Dove si scopre che negli ultimi mesi del 2011 il 2-3% delle imprese ha già in parte avviato attività produttive in Canton Ticino. E in parte vi ha perlomeno insediato uffici di rappresentanza, che poi sono il primo passo per il successivo trasferimento in toto delle relative attività di produzione.

«È un fenomeno in continua espansione – spiega il presidente di Confapi Varese, Franco Colombo – Sul totale delle aziende associate a Confapi, circa un migliaio in provincia di Varese, la percentuale di chi ha manifestato l’intenzione di rivolgersi al territorio elvetico arriva anche al dieci per cento». Un centinaio quindi di potenziali “emigranti”.

E i motivi sono sotto gli occhi di tutti. «Dai nostri calcoli, e non solo dai nostri, la tassazione reale alla quale sono sottoposte le aziende nel regime fiscale italiano arriva al 68%, un dato comprensivo di tutti i costi che devono sopportare. Escluso quello del lavoro». Ed è per questo che, secondo Colombo, la discussione che sta tenendo banco a livello nazionale sulla riforma dell’articolo 18 non rappresenta la vera soluzione.

«Non è questione di articolo 18, i problemi delle aziende sono ben altri – prosegue – A fronte di una tassazione pesante, nel corso dell’ultimo anno le imprese hanno subito l’aumento dell’Iva e i continui rialzi dei costi dei servizi, a partire dall’energia».

La soluzione? La Camera di Commercio di Como sta elaborando una serie di misure per arrivare a un’area sburocratizzata e trattenere qui le aziende.

«La soluzione l’avevano individuata da tempo. Per mesi a Varese abbiamo discusso della proposta di zona franca, di creare un’area defiscalizzata. Ma anche la sburocratizzazione sarebbe stato un passo in avanti, anche se non la panacea di tutti i mali».

Adesso però è tardi. «Con le azioni che sta portando avanti questo governo, non credo proprio che ci siano i presupposti per portare avanti questo discorso». E la Svizzera, tra l’altro, offre anche ulteriori vantaggi. «Da oggi, quando riapriranno le aziende uno dei problemi fondamentali che dovremo affrontare sarà l’accesso al credito, che in Italia è diventato un problema difficilissimo».

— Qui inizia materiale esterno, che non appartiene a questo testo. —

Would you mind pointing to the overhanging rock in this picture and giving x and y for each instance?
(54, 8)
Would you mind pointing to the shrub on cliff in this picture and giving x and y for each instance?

E allora cosa fare? «Servirebbe un nuovo patto tra Stato e imprenditori. Si parla tanto oggi dei controlli contro gli evasori. Ma finché la tassazione è questa, il risultato sarà quello di fare scappare gli imprenditori. Invece occorrerebbe innanzitutto abbassare la tassazione, e poi applicare la tolleranza zero verso gli evasori. Meno tasse, insomma, pagate da tutti. E i benefici andrebbero sia allo Stato che al mondo dell’impresa e dell’economia». Un’azione possibile, se ci fosse la volontà politica. Per il momento, la prospettiva è quella della fuga in Svizzera.

Dal canto suo, il presidente della Camera di Commercio Bruno Amoroso tiene i contatti con i colleghi di Como: «Sono interessato a quello che proporranno anche se Como presenta maggiori flussi di fuga rispetto a Varese. Ma dopo l’incontro di oggi potremo analizzare che cosa hanno proposto».